Roadmap (90 Days → 12 months)

0–30 days
Choose one use case, define policies, enable audit logs.
30–90 days
Run POC in assisted mode, benchmark metrics.
3–6 months
Expand to low-risk incident response.
6–12 months
Institutionalize purple teaming, compliance readiness for EU AI Act, NIST AI RMF alignment.

Opportunity and responsibility

AI agents can drastically reduce incident response time and operational costs, while expanding threat coverage and resilience. Yet the same technology also empowers attackers.
The balance lies in strong AI governance, human oversight, guardrails, auditable workflows, adversarial testing, and compliance with NIST AI RMF, MITRE ATLAS, and EU AI Act.

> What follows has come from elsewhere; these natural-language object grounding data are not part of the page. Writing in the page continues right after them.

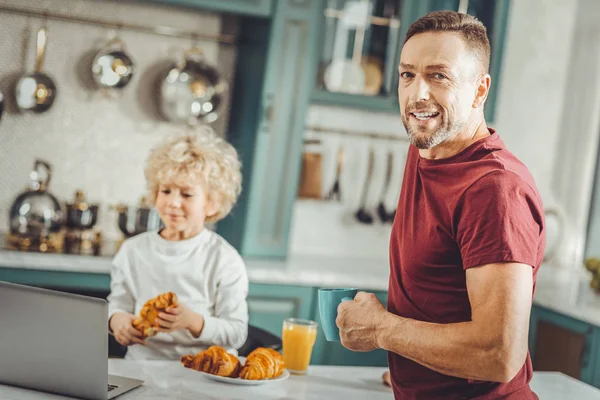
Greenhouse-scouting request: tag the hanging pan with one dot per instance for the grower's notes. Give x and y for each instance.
(112, 67)
(191, 90)
(36, 92)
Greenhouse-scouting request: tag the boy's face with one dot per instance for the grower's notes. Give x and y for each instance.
(183, 208)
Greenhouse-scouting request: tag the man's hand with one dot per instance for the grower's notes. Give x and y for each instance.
(359, 321)
(121, 324)
(180, 317)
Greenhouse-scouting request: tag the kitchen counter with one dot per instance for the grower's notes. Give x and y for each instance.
(568, 292)
(560, 289)
(298, 270)
(169, 380)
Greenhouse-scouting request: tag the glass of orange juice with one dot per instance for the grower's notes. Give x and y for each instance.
(298, 339)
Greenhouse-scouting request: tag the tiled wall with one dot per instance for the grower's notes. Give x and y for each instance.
(528, 118)
(93, 142)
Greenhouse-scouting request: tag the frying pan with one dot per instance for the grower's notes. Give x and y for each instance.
(112, 67)
(36, 92)
(191, 90)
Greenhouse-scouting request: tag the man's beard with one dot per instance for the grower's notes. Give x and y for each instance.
(441, 133)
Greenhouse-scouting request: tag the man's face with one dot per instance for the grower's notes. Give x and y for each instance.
(437, 87)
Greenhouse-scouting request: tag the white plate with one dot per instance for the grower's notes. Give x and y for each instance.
(245, 382)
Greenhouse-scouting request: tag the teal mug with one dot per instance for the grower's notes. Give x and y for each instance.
(329, 300)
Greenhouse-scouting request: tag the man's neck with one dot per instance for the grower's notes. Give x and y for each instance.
(457, 143)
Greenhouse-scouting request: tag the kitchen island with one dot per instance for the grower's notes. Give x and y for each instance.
(169, 380)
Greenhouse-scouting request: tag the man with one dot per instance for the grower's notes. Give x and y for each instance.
(468, 237)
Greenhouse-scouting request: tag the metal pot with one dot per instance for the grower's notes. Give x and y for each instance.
(192, 90)
(36, 212)
(80, 214)
(112, 67)
(36, 92)
(134, 220)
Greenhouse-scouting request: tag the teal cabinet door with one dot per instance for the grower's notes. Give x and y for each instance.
(333, 353)
(560, 343)
(269, 305)
(273, 82)
(261, 8)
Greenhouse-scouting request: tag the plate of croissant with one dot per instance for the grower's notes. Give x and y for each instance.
(263, 365)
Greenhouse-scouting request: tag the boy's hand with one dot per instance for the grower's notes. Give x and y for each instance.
(121, 324)
(180, 317)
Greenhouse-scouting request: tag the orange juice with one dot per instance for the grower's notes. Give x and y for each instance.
(298, 338)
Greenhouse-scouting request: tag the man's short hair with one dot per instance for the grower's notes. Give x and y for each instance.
(470, 28)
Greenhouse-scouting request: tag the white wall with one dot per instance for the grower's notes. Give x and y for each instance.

Organizations that start small, measure carefully, and iterate safely will harness agentic AI as a force multiplier—without succumbing to its risks.

Questions and answers

What differentiates an AI agent from a basic LLM?
An LLM responds to prompts; an AI agent perceives, plans, and acts through tools with memory and defined policies.
Will AI agents replace SOAR systems?
No. They extend them adding adaptability to rigid SOAR playbooks and enhancing contextual automation.
What are the main risks?
Prompt injection, jailbreaks, tool abuse, data poisoning, and model extraction. Use MITRE ATLAS to model threats.
How should autonomy levels be set?
Begin with assisted, then supervised; reserve autonomous for low-risk actions only.
What metrics matter most?
MTTD, MTTR, triage accuracy, rollback rate, human load reduction, and zero mis-action incidents.
How to protect sensitive data?
Use data minimization, token expiration, sandboxing, and end-to-end audit trails.
What is the role of NIST AI RMF?
A voluntary framework for AI risk management, promoting accountability, transparency, and continuous monitoring.
How does the EU AI Act affect SOC teams?
It mandates documentation, risk management, and post-market monitoring for high-risk or general-purpose AI systems.
Are attackers already using AI agents?
Yes, mainly for reconnaissance, phishing, and lateral movement automation.
How to begin safely?
Choose one use case, enforce guardrails, maintain human oversight, audit every action, and align with NISTand EU AI Act standards.